Just like students need visual comprehensible input in other content areas, they need to be able to visualize math concepts in order to truly understand them. I’ve always loved math, but for a long time, I was only focused on finding the answers. Once I learned to visualize it, that’s when I started to have those “a-ha” moments and really understand the concepts I was studying.
Math visualization tools turn abstract concepts into concrete ideas that are much easier for students to grasp than formulas and theories alone. And there are countless ways to visualize math concepts: teachers and students can draw out their ideas or create graphic organizers like number lines, Venn diagrams, or number webs. Students can use any number of virtual or physical manipulatives, from geometric blocks to fraction tiles. Creativity is encouraged here, too!

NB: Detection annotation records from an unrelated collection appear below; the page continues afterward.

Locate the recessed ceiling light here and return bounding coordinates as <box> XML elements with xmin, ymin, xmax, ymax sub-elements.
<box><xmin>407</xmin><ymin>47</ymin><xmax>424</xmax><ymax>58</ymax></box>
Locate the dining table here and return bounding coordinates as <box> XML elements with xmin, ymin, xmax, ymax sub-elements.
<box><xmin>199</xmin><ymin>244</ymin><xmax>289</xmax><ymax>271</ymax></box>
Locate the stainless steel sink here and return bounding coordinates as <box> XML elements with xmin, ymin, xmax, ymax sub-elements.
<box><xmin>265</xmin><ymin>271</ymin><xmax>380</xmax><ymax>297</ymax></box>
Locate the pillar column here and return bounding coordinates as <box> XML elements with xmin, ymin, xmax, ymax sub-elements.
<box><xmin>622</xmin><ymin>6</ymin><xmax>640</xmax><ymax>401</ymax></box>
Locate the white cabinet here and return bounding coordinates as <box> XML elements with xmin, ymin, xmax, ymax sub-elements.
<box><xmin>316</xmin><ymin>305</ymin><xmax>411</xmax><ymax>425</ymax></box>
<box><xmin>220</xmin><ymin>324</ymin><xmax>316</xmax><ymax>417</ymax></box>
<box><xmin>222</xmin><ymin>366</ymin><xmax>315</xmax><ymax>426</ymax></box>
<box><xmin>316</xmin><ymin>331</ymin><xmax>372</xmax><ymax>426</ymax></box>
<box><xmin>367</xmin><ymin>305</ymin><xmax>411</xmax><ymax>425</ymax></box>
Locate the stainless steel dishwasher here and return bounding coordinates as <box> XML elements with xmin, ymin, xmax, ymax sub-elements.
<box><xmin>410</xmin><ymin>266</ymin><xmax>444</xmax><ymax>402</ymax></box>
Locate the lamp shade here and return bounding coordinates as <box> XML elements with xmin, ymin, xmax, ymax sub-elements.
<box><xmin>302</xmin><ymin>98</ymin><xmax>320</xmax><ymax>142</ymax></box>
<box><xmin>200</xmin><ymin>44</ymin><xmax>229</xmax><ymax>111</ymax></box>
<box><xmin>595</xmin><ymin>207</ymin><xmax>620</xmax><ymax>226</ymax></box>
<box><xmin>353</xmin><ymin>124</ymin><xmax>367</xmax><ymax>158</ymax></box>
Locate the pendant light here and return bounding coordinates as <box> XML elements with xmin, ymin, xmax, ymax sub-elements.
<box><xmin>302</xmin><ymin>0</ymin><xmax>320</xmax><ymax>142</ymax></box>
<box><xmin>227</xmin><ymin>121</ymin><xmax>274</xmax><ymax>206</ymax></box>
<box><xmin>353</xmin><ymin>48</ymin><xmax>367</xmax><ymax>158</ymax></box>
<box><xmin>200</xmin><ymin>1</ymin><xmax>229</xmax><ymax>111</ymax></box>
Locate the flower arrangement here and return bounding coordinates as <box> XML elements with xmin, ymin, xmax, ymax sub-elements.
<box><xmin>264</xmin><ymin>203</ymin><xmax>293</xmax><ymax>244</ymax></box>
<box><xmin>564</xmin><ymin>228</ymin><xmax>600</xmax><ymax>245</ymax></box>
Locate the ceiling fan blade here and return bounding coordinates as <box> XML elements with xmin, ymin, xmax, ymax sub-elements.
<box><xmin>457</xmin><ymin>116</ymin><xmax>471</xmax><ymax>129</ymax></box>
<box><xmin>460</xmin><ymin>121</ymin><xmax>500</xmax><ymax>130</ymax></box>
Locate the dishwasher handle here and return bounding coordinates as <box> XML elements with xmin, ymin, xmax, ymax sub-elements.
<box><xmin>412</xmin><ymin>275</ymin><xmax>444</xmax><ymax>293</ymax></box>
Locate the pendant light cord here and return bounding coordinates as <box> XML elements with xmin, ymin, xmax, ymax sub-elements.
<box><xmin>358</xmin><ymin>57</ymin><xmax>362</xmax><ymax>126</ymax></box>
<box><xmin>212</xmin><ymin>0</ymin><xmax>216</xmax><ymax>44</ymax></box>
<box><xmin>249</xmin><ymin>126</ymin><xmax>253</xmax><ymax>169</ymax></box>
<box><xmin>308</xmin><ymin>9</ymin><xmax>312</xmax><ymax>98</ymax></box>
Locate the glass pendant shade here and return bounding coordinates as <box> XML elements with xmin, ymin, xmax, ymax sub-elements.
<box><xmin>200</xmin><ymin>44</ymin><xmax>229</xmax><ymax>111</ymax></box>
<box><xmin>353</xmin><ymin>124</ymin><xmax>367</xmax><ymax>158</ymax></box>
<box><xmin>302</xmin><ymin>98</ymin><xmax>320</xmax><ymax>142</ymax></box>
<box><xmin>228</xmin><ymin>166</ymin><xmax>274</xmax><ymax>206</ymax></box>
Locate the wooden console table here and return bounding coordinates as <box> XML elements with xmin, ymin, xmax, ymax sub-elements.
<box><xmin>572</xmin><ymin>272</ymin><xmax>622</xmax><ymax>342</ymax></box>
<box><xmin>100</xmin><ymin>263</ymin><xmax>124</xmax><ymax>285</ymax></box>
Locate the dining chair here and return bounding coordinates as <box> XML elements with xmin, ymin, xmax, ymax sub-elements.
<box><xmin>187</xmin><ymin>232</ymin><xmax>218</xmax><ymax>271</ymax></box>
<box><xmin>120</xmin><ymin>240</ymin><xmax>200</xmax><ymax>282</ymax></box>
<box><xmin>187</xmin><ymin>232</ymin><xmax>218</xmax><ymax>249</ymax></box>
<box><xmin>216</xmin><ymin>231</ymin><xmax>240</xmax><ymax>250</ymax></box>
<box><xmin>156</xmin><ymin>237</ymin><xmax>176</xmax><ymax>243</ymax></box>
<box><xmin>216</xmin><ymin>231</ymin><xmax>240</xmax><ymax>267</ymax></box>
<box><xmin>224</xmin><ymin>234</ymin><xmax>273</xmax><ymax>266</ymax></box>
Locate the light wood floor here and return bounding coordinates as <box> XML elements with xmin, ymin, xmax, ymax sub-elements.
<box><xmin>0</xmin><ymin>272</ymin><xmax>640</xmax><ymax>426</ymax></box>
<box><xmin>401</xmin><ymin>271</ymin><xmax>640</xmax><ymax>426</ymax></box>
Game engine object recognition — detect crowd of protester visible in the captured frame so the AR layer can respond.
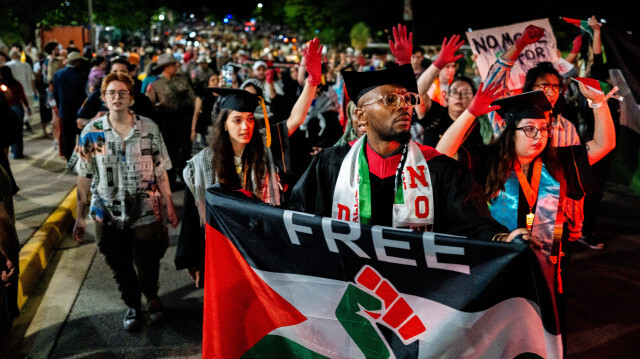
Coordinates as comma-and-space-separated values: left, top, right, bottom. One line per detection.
0, 18, 616, 350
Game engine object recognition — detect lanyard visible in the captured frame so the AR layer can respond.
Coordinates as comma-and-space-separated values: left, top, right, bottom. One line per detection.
514, 157, 542, 230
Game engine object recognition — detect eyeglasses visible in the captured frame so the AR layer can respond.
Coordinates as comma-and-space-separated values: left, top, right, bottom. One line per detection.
516, 126, 551, 138
104, 90, 131, 99
533, 84, 562, 93
362, 92, 420, 108
449, 90, 473, 98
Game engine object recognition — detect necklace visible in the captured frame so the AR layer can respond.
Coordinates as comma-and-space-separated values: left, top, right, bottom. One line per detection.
514, 157, 542, 230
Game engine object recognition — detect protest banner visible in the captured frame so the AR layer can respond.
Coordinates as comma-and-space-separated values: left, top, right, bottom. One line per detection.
202, 185, 562, 358
465, 19, 570, 90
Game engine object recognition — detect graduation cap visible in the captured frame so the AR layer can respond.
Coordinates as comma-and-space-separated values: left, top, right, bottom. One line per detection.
340, 64, 418, 104
209, 87, 260, 112
491, 91, 553, 126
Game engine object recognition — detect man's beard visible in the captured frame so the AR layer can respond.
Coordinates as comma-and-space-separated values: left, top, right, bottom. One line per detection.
378, 130, 411, 144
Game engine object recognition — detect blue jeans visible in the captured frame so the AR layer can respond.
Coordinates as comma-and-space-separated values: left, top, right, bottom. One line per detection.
11, 105, 24, 160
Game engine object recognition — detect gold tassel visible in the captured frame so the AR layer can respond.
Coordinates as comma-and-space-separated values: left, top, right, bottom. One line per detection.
258, 96, 271, 148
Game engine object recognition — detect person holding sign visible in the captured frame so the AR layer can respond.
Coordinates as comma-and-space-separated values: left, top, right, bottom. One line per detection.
487, 25, 596, 258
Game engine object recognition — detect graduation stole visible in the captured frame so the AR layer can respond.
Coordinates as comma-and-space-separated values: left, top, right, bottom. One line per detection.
489, 157, 564, 256
331, 135, 434, 228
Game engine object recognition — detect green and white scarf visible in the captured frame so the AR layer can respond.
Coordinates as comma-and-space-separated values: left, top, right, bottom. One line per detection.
331, 135, 434, 229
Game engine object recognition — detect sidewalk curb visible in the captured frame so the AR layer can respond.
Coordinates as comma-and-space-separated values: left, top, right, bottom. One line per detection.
18, 187, 77, 309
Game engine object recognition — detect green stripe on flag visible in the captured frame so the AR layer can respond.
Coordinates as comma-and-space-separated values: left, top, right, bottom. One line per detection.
241, 335, 328, 359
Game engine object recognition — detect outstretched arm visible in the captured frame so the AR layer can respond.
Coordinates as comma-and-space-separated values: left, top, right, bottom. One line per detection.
565, 35, 582, 63
287, 38, 322, 136
578, 82, 616, 164
436, 84, 502, 159
416, 35, 464, 118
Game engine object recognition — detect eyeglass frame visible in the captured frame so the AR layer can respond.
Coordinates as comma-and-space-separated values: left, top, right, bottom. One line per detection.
358, 91, 420, 108
516, 126, 551, 138
447, 90, 474, 98
103, 90, 131, 100
532, 83, 564, 94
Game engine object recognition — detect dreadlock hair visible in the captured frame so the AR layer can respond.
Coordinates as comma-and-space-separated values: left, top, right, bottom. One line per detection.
210, 109, 267, 193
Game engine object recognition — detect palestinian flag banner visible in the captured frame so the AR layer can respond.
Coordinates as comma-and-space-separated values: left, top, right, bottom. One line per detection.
202, 186, 562, 358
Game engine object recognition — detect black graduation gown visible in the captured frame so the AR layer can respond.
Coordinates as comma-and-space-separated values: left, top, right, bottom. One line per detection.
290, 144, 508, 241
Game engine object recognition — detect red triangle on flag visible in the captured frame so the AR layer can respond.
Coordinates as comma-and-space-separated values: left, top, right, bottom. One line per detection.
202, 224, 307, 358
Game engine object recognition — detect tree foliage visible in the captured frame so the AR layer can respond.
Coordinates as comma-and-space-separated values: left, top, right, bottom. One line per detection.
284, 0, 363, 44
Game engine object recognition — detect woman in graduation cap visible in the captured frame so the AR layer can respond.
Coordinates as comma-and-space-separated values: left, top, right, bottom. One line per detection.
436, 83, 616, 340
175, 38, 322, 286
436, 84, 615, 250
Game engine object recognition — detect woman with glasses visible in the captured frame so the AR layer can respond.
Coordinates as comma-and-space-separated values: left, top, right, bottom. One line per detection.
73, 73, 178, 331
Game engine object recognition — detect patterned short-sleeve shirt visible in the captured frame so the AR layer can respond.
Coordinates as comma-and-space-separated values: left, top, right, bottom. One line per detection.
77, 114, 171, 228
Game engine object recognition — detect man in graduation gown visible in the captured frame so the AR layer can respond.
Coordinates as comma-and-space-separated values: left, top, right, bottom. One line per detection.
291, 64, 518, 241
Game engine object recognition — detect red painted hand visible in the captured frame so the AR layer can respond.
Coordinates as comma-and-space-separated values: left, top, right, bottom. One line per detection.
433, 35, 464, 70
389, 24, 413, 65
515, 25, 544, 51
467, 83, 502, 117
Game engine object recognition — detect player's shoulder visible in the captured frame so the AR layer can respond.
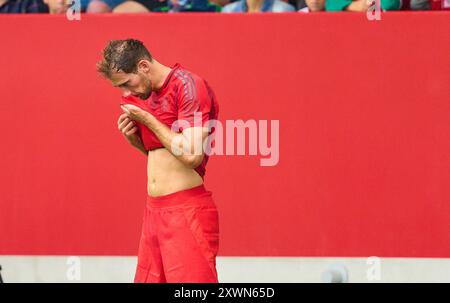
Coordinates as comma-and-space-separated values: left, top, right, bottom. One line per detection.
173, 66, 207, 99
173, 65, 203, 85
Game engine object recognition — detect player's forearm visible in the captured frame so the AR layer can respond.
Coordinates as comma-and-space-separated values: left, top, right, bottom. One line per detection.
130, 142, 148, 156
144, 114, 201, 168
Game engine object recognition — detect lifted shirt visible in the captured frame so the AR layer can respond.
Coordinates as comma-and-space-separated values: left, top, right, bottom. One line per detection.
121, 63, 219, 178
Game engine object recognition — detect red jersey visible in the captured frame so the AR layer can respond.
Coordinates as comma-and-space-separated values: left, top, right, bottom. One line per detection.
121, 63, 219, 178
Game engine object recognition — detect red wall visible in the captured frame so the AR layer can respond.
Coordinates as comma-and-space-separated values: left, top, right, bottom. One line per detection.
0, 13, 450, 257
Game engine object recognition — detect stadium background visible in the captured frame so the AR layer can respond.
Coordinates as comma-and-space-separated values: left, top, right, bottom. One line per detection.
0, 12, 450, 282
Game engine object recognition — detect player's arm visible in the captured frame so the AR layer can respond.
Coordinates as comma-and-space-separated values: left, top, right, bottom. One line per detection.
117, 113, 147, 156
118, 104, 208, 168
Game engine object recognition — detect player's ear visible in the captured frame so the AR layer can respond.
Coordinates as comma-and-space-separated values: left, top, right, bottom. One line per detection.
138, 60, 150, 73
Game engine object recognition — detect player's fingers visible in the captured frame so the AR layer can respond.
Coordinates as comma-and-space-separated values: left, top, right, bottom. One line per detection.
117, 113, 128, 125
126, 126, 138, 136
119, 117, 133, 131
122, 121, 134, 134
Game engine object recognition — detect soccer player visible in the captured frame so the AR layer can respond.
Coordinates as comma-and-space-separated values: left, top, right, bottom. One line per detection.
97, 39, 219, 283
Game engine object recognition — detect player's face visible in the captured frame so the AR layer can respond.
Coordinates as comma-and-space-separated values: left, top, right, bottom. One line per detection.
111, 70, 152, 100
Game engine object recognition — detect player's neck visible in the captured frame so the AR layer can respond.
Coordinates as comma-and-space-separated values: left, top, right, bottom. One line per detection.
151, 60, 172, 91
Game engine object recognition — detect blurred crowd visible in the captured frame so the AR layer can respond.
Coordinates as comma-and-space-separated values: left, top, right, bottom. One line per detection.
0, 0, 450, 14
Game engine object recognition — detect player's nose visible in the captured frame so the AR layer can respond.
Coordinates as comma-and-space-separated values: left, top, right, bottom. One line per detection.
122, 89, 131, 98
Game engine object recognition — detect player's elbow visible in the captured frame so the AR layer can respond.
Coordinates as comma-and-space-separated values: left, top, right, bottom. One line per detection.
183, 155, 203, 169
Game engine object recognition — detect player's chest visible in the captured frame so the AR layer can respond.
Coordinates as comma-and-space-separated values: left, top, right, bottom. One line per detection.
147, 93, 178, 127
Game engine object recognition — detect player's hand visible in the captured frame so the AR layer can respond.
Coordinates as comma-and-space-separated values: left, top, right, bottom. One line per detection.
120, 104, 150, 123
117, 113, 141, 146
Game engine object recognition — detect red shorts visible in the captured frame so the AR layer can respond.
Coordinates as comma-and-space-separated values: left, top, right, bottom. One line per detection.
134, 185, 219, 283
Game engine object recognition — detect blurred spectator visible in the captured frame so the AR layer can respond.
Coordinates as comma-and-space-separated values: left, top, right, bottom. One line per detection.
43, 0, 73, 14
299, 0, 325, 13
113, 0, 222, 13
169, 0, 222, 12
113, 0, 168, 13
81, 0, 125, 13
325, 0, 402, 12
0, 0, 48, 14
409, 0, 430, 10
222, 0, 296, 13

Anything that creates a concrete representation to help students grasp the otherwise abstract math concepts is a powerful visualization tool.
For more ideas on how to make math visual, especially during remote learning, check out my webinar on using virtual manipulatives.
Once students know that they’re free to think creatively about math concepts, and once they can visualize abstract ideas clearly, then it’s time to amp up the use of academic language to help them make connections through conversation.
After all, as John Seidlitz says, “If students do not verbalize, students do not internalize.”
In this phase, students will share the visuals they’ve created to illustrate math concepts, and because each student’s work may look different, sharing will lead to conversation about different approaches and strategies.
It’s important to recognize and reinforce academic language during these conversations, using sentence stems and structured conversation strategies like QSSSA to help students share their work and connect different ideas or apply their ideas to real-world problems.
As students engage in lively (structured, academic) conversation, they’ll be reinforcing that first mindset, that math is open, and the cycle will begin again.
In today’s math classroom, students’ engagement isn’t measured by how quiet they are as they puzzle through formulas. It’s measured by how willing and excited they are to think creatively, collaborate, and share ideas about how to visualize and solve problems. When we implement this cycle of mathematical mindsets, then not only do we give students the opportunity to really internalize the content, but we also show them that everybody can be a math person.